Q1[Question] --> E1[embedding]
E1 --> K1[top-K chunks]
K1 --> L1[LLM produces<br/>a sample]
L1 --> R1[Some products<br/>missed ❌]
end
subgraph "Vedana: «All products in category X»"
Q2[Question] --> A[Cypher: MATCH ...<br/>WHERE category=X<br/>RETURN p]
A --> G[(Memgraph)]
G --> R2[All products ✅<br/>with sources]
end
This works well when the answer fits in a few text fragments.
Where it works
Classic RAG is effective for:
- summarization;
- simple factual questions;
- searching a small document set;
- approximate answers.
If the answer lives in one or two paragraphs, RAG is usually enough.
Where it breaks
The trouble starts when a query requires completeness, structure, or logic.
1. Aggregations (“how many?”)
RAG can’t count over a dataset — it guesses based on the top-K results. An answer to “How many of our contracts expire this quarter?” computed from top-K is close to the truth but not the actual number.

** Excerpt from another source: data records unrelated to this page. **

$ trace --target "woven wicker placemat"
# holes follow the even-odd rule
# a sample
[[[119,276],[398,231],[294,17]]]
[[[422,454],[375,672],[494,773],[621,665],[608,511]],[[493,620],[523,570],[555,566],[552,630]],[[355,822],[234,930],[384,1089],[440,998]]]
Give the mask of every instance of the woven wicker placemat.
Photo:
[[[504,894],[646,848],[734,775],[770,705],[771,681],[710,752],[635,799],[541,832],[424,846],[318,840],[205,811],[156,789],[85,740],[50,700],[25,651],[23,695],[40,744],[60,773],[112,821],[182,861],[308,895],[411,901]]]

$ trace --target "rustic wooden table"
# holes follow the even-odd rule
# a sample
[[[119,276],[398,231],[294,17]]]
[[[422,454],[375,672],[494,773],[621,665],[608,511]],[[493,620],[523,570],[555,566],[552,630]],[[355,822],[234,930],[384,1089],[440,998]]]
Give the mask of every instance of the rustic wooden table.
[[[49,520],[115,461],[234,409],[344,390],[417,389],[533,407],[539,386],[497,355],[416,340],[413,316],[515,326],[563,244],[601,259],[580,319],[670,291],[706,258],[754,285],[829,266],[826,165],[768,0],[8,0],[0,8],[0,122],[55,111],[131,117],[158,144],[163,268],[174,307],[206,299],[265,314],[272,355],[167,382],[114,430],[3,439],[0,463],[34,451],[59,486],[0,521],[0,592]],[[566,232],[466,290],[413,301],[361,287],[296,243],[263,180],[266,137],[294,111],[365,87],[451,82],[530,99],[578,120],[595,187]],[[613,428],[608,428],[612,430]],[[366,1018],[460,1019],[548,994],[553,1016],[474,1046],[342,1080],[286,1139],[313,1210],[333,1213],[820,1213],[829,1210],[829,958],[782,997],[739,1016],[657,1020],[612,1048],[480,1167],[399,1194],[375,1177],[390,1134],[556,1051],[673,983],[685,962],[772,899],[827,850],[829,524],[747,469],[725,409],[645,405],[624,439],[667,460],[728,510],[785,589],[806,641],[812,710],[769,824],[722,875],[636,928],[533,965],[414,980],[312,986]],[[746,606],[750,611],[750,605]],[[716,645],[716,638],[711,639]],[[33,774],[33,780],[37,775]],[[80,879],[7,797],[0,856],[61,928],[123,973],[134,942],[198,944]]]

2. Exhaustive queries (“show me all”)
RAG returns a sample, not the full set. Missed items are invisible. “All documents that regulate category X” — top-K never guarantees this is all of them.
3. Relationship queries
Questions that require joins, graph traversal, or compatibility checks can’t be answered reliably through vector similarity. “Which documents regulate products in category X” — that needs traversing the edges Product → belongs_to → Category → regulated_by → Document.
4. Domain logic
RAG doesn’t execute rules. It predicts answer-shaped text. Any business validation (“can product A be sold together with product B to client C?”) falls apart.
The root cause
The LLM doesn’t build a structured model of the domain. It works with text patterns, not with data or logic.
As a result:
- no consistency guarantees;
- no way to enforce rules;
- no reliable system reasoning.
Classic RAG amplifies these limitations by asking the model to reason on top of incomplete text fragments.
What this means in practice
These failures are structural. They can’t be fixed by:
- better embeddings;
- larger context windows;
- raising top-K.
Reliable answers need:
- access to full data (not a sample);
- structured queries (not similarity);
- explicit relationships;
- executable logic.
Fluency is not correctness.
Why Vedana exists
Reliable AI requires more than text retrieval. It requires a system that can:
- query structured data;
- execute logic;
- guarantee completeness;
- attach a source to every answer.
That’s the problem Vedana is built to solve.